Dr. Quentin Van Meter, one of AHCA’s so-called “experts,” was found by a court in Texas to not be qualified as an expert on the “question of whether an adolescent transgender child should be administered puberty blockers and whether affirmation of an incongruent gender in a child is harmful or not.”
Similarly, just last month, the testimony of Dr. James Cantor, another of AHCA’s so-called “experts,” was given “very little weight” by a federal court in Alabama “regarding the treatment of gender dysphoria in minors” because Dr. Cantor had never provided care to a transgender minor under the age of sixteen; had never diagnosed a child or adolescent with gender dysphoria; had never treated a child or adolescent for gender dysphoria; and had no personal experience monitoring patients receiving transitioning medications.
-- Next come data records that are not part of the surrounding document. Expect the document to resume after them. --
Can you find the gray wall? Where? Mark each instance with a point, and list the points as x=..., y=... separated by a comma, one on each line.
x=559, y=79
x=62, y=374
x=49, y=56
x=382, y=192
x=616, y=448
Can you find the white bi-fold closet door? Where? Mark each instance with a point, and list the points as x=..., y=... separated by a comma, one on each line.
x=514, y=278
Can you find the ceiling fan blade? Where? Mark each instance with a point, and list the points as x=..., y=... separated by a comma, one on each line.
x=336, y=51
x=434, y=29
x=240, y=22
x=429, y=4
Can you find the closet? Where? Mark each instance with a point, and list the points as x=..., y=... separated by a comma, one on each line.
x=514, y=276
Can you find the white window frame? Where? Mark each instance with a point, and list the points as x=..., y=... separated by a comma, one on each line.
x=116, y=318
Likewise, a federal court noted that there is evidence that calls Dr. Patrick Lappert’s, another of AHCA’s so-called “experts,” “bias and reliability into serious question” and concluded that Dr. Lappert “is not qualified to render opinions about the diagnosis of gender dysphoria, its possible causes, … the efficacy of puberty blocking medication or hormone treatments, the appropriate standard of informed consent for mental health professionals or endocrinologists, or any opinion on [] non-surgical treatments,” and that his views “do not justify the exclusion” of gender-affirming medical care.